Wichita Transit has seen better days. Over the past few years, like other transit operators around the country, the agency has raised fares and cut service in response to budget shortfalls. Still, its financial problems have persisted. Short-term cash injections from the city have kept the system afloat, but it's on track to run out of money by 2015.

Meanwhile, over this same period, city residents have repeatedly called for the transit system to expand. The public wants more frequent rush-hour service, a crosstown grid system that reduces travel time, longer operating hours, and route extensions in certain corridors. Those improvements would reportedly cost north of $25 million — twice the agency's current budget.

It's a difficult situation, to say the least. Wichita Transit chief Steve Spade, who arrived from Chapel Hill in late 2012 to tackle the problem, believes the first step toward resolving it is to establish a "predictable" funding source. The agency has crafted a vision plan and will soon begin a broader public discussion on turning that desire for fiscal stability into a reality.

"We need a source of funding that recognizes that transit costs are going to go up," Spade says. "A source of funding that puts us in a position that the system can grow as it's needed to grow."

Right now, Wichita Transit funding is predictable only in the sense that it keeps getting scarcer. The agency only captures about 20 percent of its operating costs at the farebox, and federal stimulus money that's helped in recent years has run out. Local property taxes are supposed to cover a major chunk of system costs, but that contribution has remained the same in real dollars over the past decade, losing purchasing power along the way.

That's a big problem, says Spade, because the basic costs of running the system go up about 5 or 6 percent a year from labor or fuel or maintenance costs alone. The city has given Wichita Transit some emergency financial assistance in recent years, but that's not a long-term solution, and expensive upgrades to the aging fleet can't be deferred much longer. At this point, says Spade, there's nothing left to cut that isn't a very essential service.
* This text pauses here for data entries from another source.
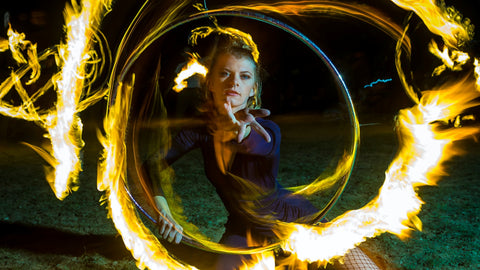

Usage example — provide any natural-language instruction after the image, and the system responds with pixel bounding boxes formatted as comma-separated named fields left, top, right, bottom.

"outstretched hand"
left=154, top=196, right=183, bottom=244
left=225, top=102, right=271, bottom=142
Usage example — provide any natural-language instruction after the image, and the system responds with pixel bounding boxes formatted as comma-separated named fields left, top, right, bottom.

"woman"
left=142, top=30, right=378, bottom=269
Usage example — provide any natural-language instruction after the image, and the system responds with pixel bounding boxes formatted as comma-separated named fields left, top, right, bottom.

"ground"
left=0, top=114, right=480, bottom=269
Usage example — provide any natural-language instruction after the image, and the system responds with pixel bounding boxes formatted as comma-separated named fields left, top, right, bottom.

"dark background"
left=0, top=0, right=480, bottom=269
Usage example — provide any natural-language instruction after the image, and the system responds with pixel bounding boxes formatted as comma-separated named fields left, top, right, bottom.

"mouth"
left=224, top=90, right=240, bottom=97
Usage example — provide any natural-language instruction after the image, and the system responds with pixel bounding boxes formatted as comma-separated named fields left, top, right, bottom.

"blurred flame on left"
left=0, top=0, right=111, bottom=200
"You're getting into the bone really quick," he says.

So the only solution is a local funding source that doesn't drain away over time, like the city's property tax does. Wichita Transit isn't recommending any particular funding mechanism, but Spade has a sense of what will work best. He says local funding must be designed to grow annually to keep up with costs, and it should be spread across several sources to protect against economic downturns.

"Some thought needs to be given to having a diverse source," he says. "You don't want to put all your eggs in the property tax basket."

With stable funding in place, Wichita Transit can not only sustain its current service but begin the process of targeted expansion. The most obvious area for improvement is basic transit coverage. A 2011 Brookings report ranked Wichita a decent 35th among 100 large metros on overall transit access but only 66th on transit coverage. Spade would like to see the system reach the edge of the city limits.

At the very least, he says, Wichita Transit should keep up with the city's own growth and development. Right now, for instance, buses stop several miles short of a new retail center in the northwest part of the city. Making such connections will cost a bit more up front, but Spade believes that with a predictable funding mechanism in place those investments will pay off in terms of new riders.

Ultimately, though, Wichita residents will have to decide whether they're really willing to pay for the types of systems they tell public officials they want. "You can't say 'I want better service for less money,'" says Spade. "Those days are gone."